Nora is ainm dom. That means, "Nora is my name" (pronounced "Nora es anyum dum").

Tá mé i mo chónaí i mBaile Átha Cliath faol láthair. "I live in Dublin at the moment" (pronounced "Ta may aye ah-ho-nee aye malia aha clee-a fwee lar").

My favorite aspect of the language is the way it handles emotion. Whereas in English one would say, "I'm angry," in Gaelic the phrase is Tá fearg orm, which directly translates as "I have anger on me." I like how emotion doesn't consume one's being. In the Irish language, anger, sorrow, and shame never define a person; they're just temporarily in one's possession. The same goes for everything: fatigue, hunger, happiness, and excitement.

Though English remains the country's primary mode of communication, the Irish do use a few Irish words in everyday life, more so when they don't want tourists to understand them. For example, it's taoiseach (pronounced "tee-shuck") for "prime minister," and garda for "police." Craic is another common word. It means "fun" or "news" in Irish, and is pronounced like the lethal drug, crack. People often ask "do you have any good craic?" or "how was the craic at the pub last night?" It's not a term I recommend using in the United States.

Even once I'd learned a little Irish, I still couldn't use it out in public.
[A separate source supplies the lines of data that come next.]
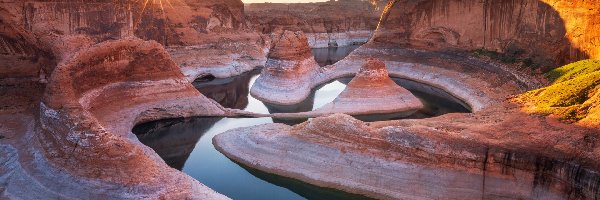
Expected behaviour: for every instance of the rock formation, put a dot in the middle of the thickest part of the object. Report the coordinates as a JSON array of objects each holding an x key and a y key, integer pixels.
[
  {"x": 290, "y": 64},
  {"x": 74, "y": 80},
  {"x": 498, "y": 151},
  {"x": 82, "y": 137},
  {"x": 400, "y": 160},
  {"x": 370, "y": 92},
  {"x": 548, "y": 32},
  {"x": 204, "y": 37},
  {"x": 337, "y": 23}
]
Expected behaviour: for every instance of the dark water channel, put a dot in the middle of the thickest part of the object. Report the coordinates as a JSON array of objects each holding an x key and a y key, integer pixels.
[{"x": 186, "y": 144}]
The second I said anything, even in English, everyone knew I was American. Saying craic or sláinte (pronounced "slahn-cha," meaning "to your health" or "cheers") just felt phony, like something embarrassing tourists do to fit in with the locals. But my Irish language lessons were not for naught.

In 1926, my great-grandmother left Ireland for the US. Though she died when I was very young, I remember visiting her quite clearly: her bright-red front door and the roses in the back garden, her old-fashioned stove, and the blue candy bowl in her living room. She drank tea constantly and told stories about my dad when he was a boy.

Most of all I remember her brogue, still strong after 70 years spent in Chicago, so distinct that even her pet parakeet spoke with an Irish accent.